Another feature of what he described as a “massive and hard to negotiate” summit was the role of indigenous people in food systems.

“Generally, when you hear about indigenous people and food systems, it goes to subsistence. But here in NZ we have Māori engagement right across the food system, with scale,” he said.

Houlding provided an update on trade positions, coming at a time when NZ could afford to be more selective and demanding about the types of trade agreements it struck with partner countries.

He was encouraged by support from the United Kingdom for a repurposing of agricultural subsidies, with an acknowledgement about the environmental impact subsidies have, and their impact upon developing countries’ ability to expand their food producing economies.

“There is a view that subsidies are public money that should be for public good.

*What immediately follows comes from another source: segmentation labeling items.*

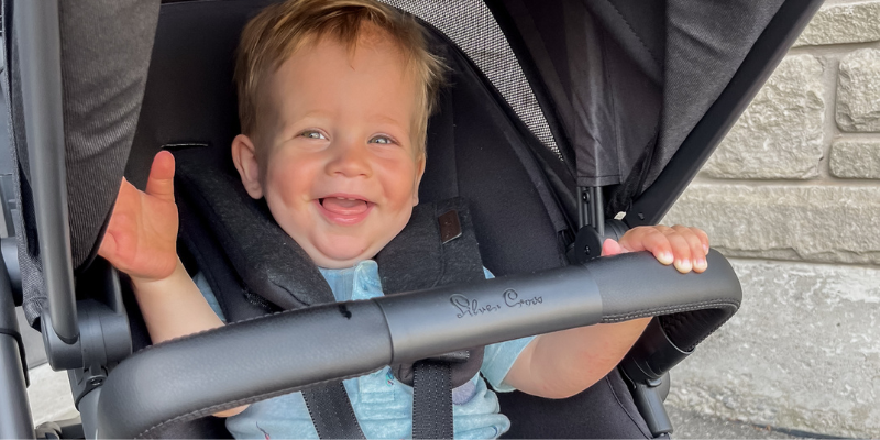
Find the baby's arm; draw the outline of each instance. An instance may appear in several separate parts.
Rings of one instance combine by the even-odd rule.
[[[177,257],[174,156],[160,152],[146,191],[122,180],[98,254],[131,277],[153,343],[223,323]]]
[[[146,191],[125,179],[98,254],[131,277],[134,296],[153,343],[223,324],[177,256],[174,156],[153,160]],[[216,416],[244,410],[233,408]]]
[[[700,273],[706,270],[708,237],[695,228],[640,227],[628,231],[619,244],[606,240],[602,254],[636,251],[650,251],[679,272]],[[522,350],[504,382],[540,397],[571,397],[620,363],[648,322],[650,318],[642,318],[539,336]]]

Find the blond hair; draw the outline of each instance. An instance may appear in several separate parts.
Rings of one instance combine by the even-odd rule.
[[[242,133],[257,130],[258,90],[307,42],[331,36],[354,48],[365,23],[386,33],[402,51],[418,81],[413,142],[424,153],[428,117],[443,82],[442,61],[427,47],[424,29],[409,15],[373,0],[287,0],[264,9],[244,26],[235,57]]]

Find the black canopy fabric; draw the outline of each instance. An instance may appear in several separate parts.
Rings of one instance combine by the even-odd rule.
[[[59,1],[64,138],[70,249],[76,267],[97,252],[116,200],[141,110],[158,0]],[[36,222],[31,195],[14,2],[3,2],[3,92],[19,168],[13,173],[20,209],[13,216],[24,312],[34,324],[45,306]]]
[[[486,8],[480,0],[462,0],[449,8],[444,0],[385,1],[443,31],[493,81],[535,134],[537,148],[554,153],[558,175],[550,182],[562,183],[553,185],[564,193],[560,198],[573,199],[575,180],[605,186],[610,212],[626,210],[653,183],[783,3],[488,0]],[[12,35],[6,42],[6,90],[22,207],[16,230],[24,231],[18,234],[20,264],[33,322],[45,293],[16,95],[9,13],[14,1],[6,4],[4,35]],[[148,168],[148,158],[129,157],[129,148],[160,8],[158,0],[59,4],[70,240],[74,264],[82,268],[101,239],[127,161],[135,183]],[[469,19],[463,12],[482,15]],[[504,56],[510,47],[518,63]],[[182,61],[182,68],[186,64]],[[546,160],[546,151],[536,153]]]
[[[612,212],[653,183],[782,3],[490,1],[536,68],[578,185],[619,185]]]

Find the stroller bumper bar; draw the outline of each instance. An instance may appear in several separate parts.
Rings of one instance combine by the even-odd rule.
[[[650,254],[624,254],[473,285],[321,305],[162,343],[109,375],[98,404],[98,436],[151,437],[167,424],[385,365],[668,316],[674,319],[661,322],[666,342],[640,341],[627,370],[629,376],[659,377],[683,359],[675,353],[690,352],[739,307],[741,290],[729,263],[714,250],[707,260],[705,273],[680,274]]]

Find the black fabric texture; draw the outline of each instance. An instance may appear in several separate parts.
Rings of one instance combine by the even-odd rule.
[[[451,210],[459,216],[462,234],[442,243],[437,219]],[[470,210],[459,198],[417,206],[406,228],[376,255],[376,263],[385,295],[485,279]],[[452,366],[452,387],[473,378],[482,363],[483,348],[471,349],[466,362]],[[414,383],[413,365],[393,365],[393,371],[402,383]]]
[[[667,1],[663,111],[650,186],[722,90],[784,0]],[[719,32],[724,30],[724,32]]]
[[[416,362],[413,438],[452,438],[452,373],[449,363]]]
[[[342,382],[306,388],[302,398],[319,439],[365,439]]]
[[[177,161],[175,179],[185,200],[208,221],[246,290],[285,310],[336,302],[308,254],[272,219],[264,201],[245,193],[237,175]]]
[[[130,180],[143,185],[152,157],[161,145],[168,144],[179,145],[179,151],[175,151],[178,162],[191,158],[193,166],[213,167],[235,176],[229,145],[238,134],[231,80],[231,54],[238,34],[231,30],[241,29],[246,16],[265,3],[222,1],[163,7],[141,120],[127,168]],[[438,38],[435,44],[446,46],[447,43]],[[542,167],[535,164],[532,154],[536,144],[518,123],[512,121],[513,112],[498,100],[497,91],[463,54],[454,47],[446,48],[442,53],[451,67],[451,87],[441,95],[440,109],[429,121],[427,168],[419,189],[421,202],[453,197],[468,199],[483,265],[497,276],[564,264],[564,252],[558,241],[560,227],[549,211],[563,219],[565,216],[556,206],[557,200]],[[208,146],[186,148],[184,144]],[[540,151],[536,154],[544,153]],[[542,161],[551,160],[549,156],[541,157]],[[563,164],[553,166],[564,169]],[[564,179],[560,182],[571,183]],[[177,183],[178,191],[184,189],[182,185]],[[237,182],[237,185],[241,184]],[[566,186],[571,185],[557,184],[560,188]],[[188,196],[180,195],[182,200],[185,197]],[[183,205],[180,213],[182,217],[187,216]],[[242,299],[245,295],[242,280],[223,255],[220,240],[212,235],[206,220],[198,216],[189,216],[193,219],[190,226],[187,226],[186,218],[182,219],[182,239],[187,248],[189,243],[201,243],[194,251],[198,266],[202,266],[202,261],[208,261],[209,266],[218,264],[218,267],[227,268],[210,276],[205,272],[216,288],[224,312],[233,320],[237,319],[237,312],[231,310],[252,307],[251,311],[241,315],[262,314],[264,309]],[[220,251],[215,254],[211,246]],[[210,258],[217,263],[210,263]],[[218,288],[218,285],[227,287]],[[238,298],[242,302],[235,305],[224,299],[227,290],[232,293],[230,299]],[[505,396],[502,395],[502,398]],[[568,410],[570,414],[590,413],[609,404],[618,405],[607,394],[591,396],[561,405],[572,406]],[[530,405],[530,402],[524,402],[524,405]],[[518,418],[515,424],[534,425],[539,421],[528,407],[516,411],[510,405],[505,405],[503,411],[510,414],[512,418]],[[638,417],[637,413],[634,414],[634,417]],[[563,431],[565,424],[562,418],[557,420],[557,426]],[[586,430],[576,431],[578,435],[564,435],[548,429],[542,437],[590,436],[588,427],[580,427]],[[623,432],[627,432],[627,429],[626,426],[619,427]]]
[[[510,418],[505,439],[650,439],[632,395],[615,369],[576,396],[544,399],[525,393],[498,394]]]

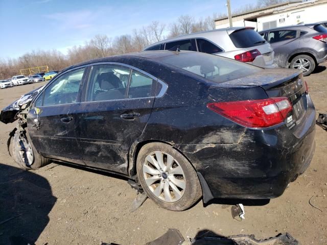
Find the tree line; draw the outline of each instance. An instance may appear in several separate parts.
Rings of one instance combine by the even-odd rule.
[[[283,1],[258,0],[256,5],[245,6],[233,13],[246,12]],[[68,48],[66,55],[56,50],[40,50],[27,53],[17,58],[3,59],[0,60],[0,78],[7,79],[19,75],[20,69],[48,65],[50,70],[61,70],[92,59],[140,51],[149,45],[167,38],[213,30],[215,28],[215,19],[225,16],[214,14],[196,19],[189,15],[181,15],[170,24],[154,21],[139,29],[134,30],[131,34],[114,38],[105,34],[97,35],[84,45]]]

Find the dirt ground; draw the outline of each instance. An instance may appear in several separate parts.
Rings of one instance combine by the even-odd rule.
[[[324,113],[326,66],[320,64],[306,78],[317,112]],[[0,108],[43,83],[0,90]],[[245,219],[239,222],[231,217],[229,200],[214,200],[205,207],[199,202],[186,211],[172,212],[148,199],[132,212],[136,193],[124,179],[56,163],[19,170],[7,150],[15,126],[0,122],[0,244],[10,240],[12,244],[142,244],[169,228],[179,229],[185,238],[206,230],[260,239],[287,232],[301,244],[327,244],[327,132],[318,126],[316,152],[305,174],[282,197],[248,202]]]

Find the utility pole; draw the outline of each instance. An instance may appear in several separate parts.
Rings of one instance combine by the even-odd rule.
[[[233,21],[231,19],[231,13],[230,12],[230,0],[227,0],[226,4],[227,11],[228,13],[228,20],[229,20],[229,27],[233,27]]]

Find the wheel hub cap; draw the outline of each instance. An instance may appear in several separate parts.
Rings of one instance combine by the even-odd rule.
[[[143,176],[149,189],[161,201],[173,203],[184,194],[186,180],[183,169],[170,155],[156,151],[146,156]]]
[[[311,67],[310,62],[307,59],[301,58],[296,60],[293,65],[293,68],[295,69],[300,69],[304,72],[309,71]]]

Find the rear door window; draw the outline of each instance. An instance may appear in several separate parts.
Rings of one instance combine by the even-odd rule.
[[[197,38],[199,52],[207,54],[215,54],[222,52],[222,50],[209,41],[203,38]]]
[[[87,88],[86,101],[126,98],[131,69],[116,65],[95,65]]]
[[[217,83],[236,79],[262,70],[256,66],[200,52],[181,53],[179,55],[165,57],[158,60]]]
[[[155,46],[152,46],[152,47],[150,47],[147,48],[145,50],[146,50],[146,51],[162,50],[164,49],[163,46],[164,46],[164,44],[158,44],[158,45],[156,45]]]
[[[147,76],[133,70],[128,88],[129,99],[143,98],[151,96],[156,81]]]
[[[173,42],[167,42],[165,48],[166,50],[176,51],[179,47],[180,50],[197,51],[195,39],[184,39]]]
[[[229,35],[236,47],[244,48],[264,44],[266,40],[258,32],[252,29],[235,31]]]

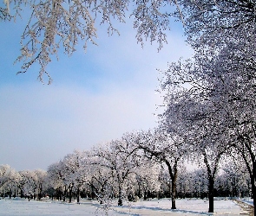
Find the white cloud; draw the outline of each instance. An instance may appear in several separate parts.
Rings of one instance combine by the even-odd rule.
[[[46,168],[74,149],[156,125],[155,69],[192,52],[174,33],[159,54],[156,46],[141,49],[128,28],[120,37],[99,34],[99,47],[50,65],[51,86],[0,86],[0,164]]]

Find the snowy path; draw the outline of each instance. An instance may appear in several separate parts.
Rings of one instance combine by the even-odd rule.
[[[112,206],[108,212],[112,215],[249,215],[241,209],[237,203],[229,200],[215,200],[214,213],[208,213],[208,202],[203,200],[177,200],[177,210],[170,209],[170,200],[167,199],[130,203],[123,206]],[[59,201],[28,201],[28,200],[0,200],[0,216],[90,216],[106,215],[101,205],[91,201],[82,201],[81,205],[75,203],[63,203]]]

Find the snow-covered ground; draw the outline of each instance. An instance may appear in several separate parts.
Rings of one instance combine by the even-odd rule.
[[[124,203],[118,206],[112,205],[108,211],[108,215],[212,215],[208,213],[208,202],[204,200],[182,199],[176,200],[176,210],[171,210],[171,201],[168,199],[152,200],[139,200],[138,202]],[[0,216],[44,216],[44,215],[71,215],[89,216],[106,215],[96,201],[83,200],[81,204],[63,203],[60,201],[35,201],[28,200],[1,200]],[[214,200],[213,215],[249,215],[242,210],[236,202],[231,200]]]

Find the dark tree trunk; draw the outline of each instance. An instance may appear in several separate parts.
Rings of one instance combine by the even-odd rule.
[[[74,184],[69,185],[69,203],[72,200],[72,189],[73,189]]]
[[[80,189],[79,189],[79,188],[77,188],[77,196],[76,196],[76,201],[77,201],[77,203],[79,203],[79,202],[80,202]]]
[[[176,181],[177,180],[177,170],[174,170],[174,176],[172,179],[172,209],[176,209]]]
[[[122,206],[122,194],[121,185],[118,187],[118,206]]]
[[[11,198],[11,195],[12,195],[12,192],[11,192],[11,189],[10,189],[9,199],[10,199],[10,198]]]
[[[177,168],[177,164],[178,164],[179,159],[175,160],[174,168],[172,168],[170,162],[165,159],[164,162],[167,164],[168,168],[168,172],[170,175],[170,177],[172,179],[172,209],[176,209],[176,190],[177,190],[177,175],[178,175],[178,168]]]
[[[209,185],[208,185],[209,213],[213,213],[213,210],[214,210],[213,191],[214,191],[214,181],[213,177],[209,177]]]

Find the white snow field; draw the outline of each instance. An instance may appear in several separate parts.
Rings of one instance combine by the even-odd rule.
[[[36,201],[21,199],[0,200],[0,216],[89,216],[89,215],[249,215],[236,202],[231,200],[214,200],[214,213],[208,213],[208,202],[204,200],[182,199],[176,200],[178,209],[170,208],[168,199],[139,200],[138,202],[124,203],[118,206],[112,205],[108,212],[96,201],[82,200],[81,204],[62,201]]]

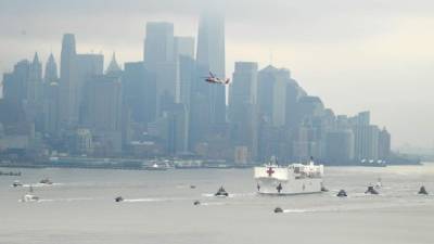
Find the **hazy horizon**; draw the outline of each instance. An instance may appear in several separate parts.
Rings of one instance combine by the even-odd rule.
[[[145,22],[175,24],[175,34],[196,37],[199,13],[226,12],[227,76],[237,61],[286,67],[311,95],[335,114],[371,111],[393,146],[434,145],[434,2],[281,0],[149,0],[90,2],[0,0],[0,73],[38,51],[60,62],[61,39],[74,33],[80,53],[112,52],[119,63],[142,59]]]

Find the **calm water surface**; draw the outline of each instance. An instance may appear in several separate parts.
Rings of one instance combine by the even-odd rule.
[[[257,195],[252,169],[0,170],[23,172],[0,177],[1,244],[434,243],[433,164],[329,167],[330,192],[284,197]],[[44,177],[55,183],[37,184]],[[381,194],[365,195],[379,177]],[[28,188],[15,179],[41,201],[18,202]],[[416,194],[422,184],[431,195]],[[213,196],[220,185],[230,197]]]

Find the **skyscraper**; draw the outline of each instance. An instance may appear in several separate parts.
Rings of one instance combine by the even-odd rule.
[[[143,128],[155,120],[156,84],[143,62],[125,63],[123,74],[123,98],[131,118]]]
[[[175,37],[174,40],[175,60],[180,55],[194,59],[194,38],[193,37]]]
[[[257,64],[237,62],[230,90],[229,118],[233,125],[233,142],[247,147],[250,158],[257,155]]]
[[[34,61],[30,64],[27,100],[33,103],[39,103],[42,99],[42,64],[39,61],[38,53],[35,53]]]
[[[217,13],[203,13],[199,23],[196,61],[216,76],[225,72],[225,18]],[[210,121],[226,123],[226,88],[209,86]]]
[[[63,35],[61,53],[61,79],[60,79],[60,120],[66,125],[72,124],[75,105],[76,81],[76,49],[73,34]]]
[[[178,66],[174,55],[174,24],[146,23],[144,65],[155,74],[157,116],[167,104],[179,101]]]
[[[146,64],[174,60],[174,24],[167,22],[146,23],[143,61]]]
[[[58,64],[55,63],[54,56],[51,53],[46,64],[46,73],[43,76],[43,81],[50,85],[51,82],[58,82],[58,79],[59,79]]]

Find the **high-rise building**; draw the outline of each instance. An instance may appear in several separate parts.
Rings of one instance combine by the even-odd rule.
[[[288,86],[295,82],[291,79],[291,73],[284,68],[276,68],[271,65],[261,69],[258,74],[257,100],[261,116],[268,119],[272,126],[282,127],[286,124],[286,94]]]
[[[59,84],[51,81],[46,85],[43,92],[43,131],[58,136],[60,129],[60,91]]]
[[[131,119],[142,125],[155,120],[156,80],[143,62],[126,63],[123,74],[123,98],[131,113]]]
[[[46,64],[43,81],[46,82],[46,85],[50,85],[51,82],[58,82],[58,64],[55,63],[54,56],[51,53]]]
[[[357,160],[379,159],[379,133],[378,126],[370,124],[370,113],[361,112],[350,118],[355,138],[355,158]]]
[[[225,78],[225,18],[203,13],[199,23],[196,61],[218,77]],[[210,121],[226,123],[226,88],[209,86]]]
[[[174,24],[167,22],[146,23],[143,61],[157,64],[174,61]]]
[[[27,85],[27,101],[34,105],[42,100],[42,64],[38,53],[35,53],[34,61],[30,63],[30,70]]]
[[[230,88],[229,118],[233,125],[233,142],[246,146],[248,158],[257,156],[257,64],[237,62]]]
[[[119,131],[122,86],[118,78],[93,76],[85,85],[82,126],[97,131]]]
[[[122,75],[122,68],[120,68],[119,64],[117,64],[115,53],[113,53],[113,55],[112,55],[112,61],[110,61],[110,64],[108,64],[107,69],[105,70],[105,74],[110,75],[110,76],[117,76],[117,77],[120,77],[120,75]]]
[[[73,34],[63,35],[61,53],[61,79],[60,79],[60,120],[64,126],[71,126],[74,118],[76,104],[76,47]]]
[[[3,99],[21,106],[27,100],[29,76],[30,63],[27,60],[16,63],[12,73],[3,74]]]
[[[122,152],[123,99],[120,79],[93,76],[84,89],[80,124],[94,136],[95,154],[113,155]]]
[[[350,164],[354,160],[353,130],[327,132],[324,157],[329,164]]]
[[[143,60],[149,70],[155,74],[157,116],[163,107],[179,101],[179,74],[174,54],[174,24],[146,23]]]
[[[391,156],[391,133],[383,128],[379,133],[379,159],[387,160]]]
[[[179,59],[181,55],[194,59],[193,37],[175,37],[174,44],[174,60]]]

It will be interesting to see where they take that,” he said.

The touted Agriculture Bill is seen as a departure from previous subsidy policy under the EU.

It is a “strings attached approach” and means farmers will only get state aid if they deliver outcomes everyone benefits from but are not usually paid for, such as clean air, water, biodiversity and landscape access.

The Bill has, however, also been slammed by environmentalists for its lack of action on unsustainable practices.

He was optimistic greater understanding of subsidies’ environmental costs would also put the spotlight back on the World Trade Organisation; long moribund and limited in its prosecuting capabilities.

Concern around sustainability came as global hunger levels have risen in the past three years to about 700 million people.

Expectations are this is likely to rise with covid impacting countries’ ability to supply needy populations.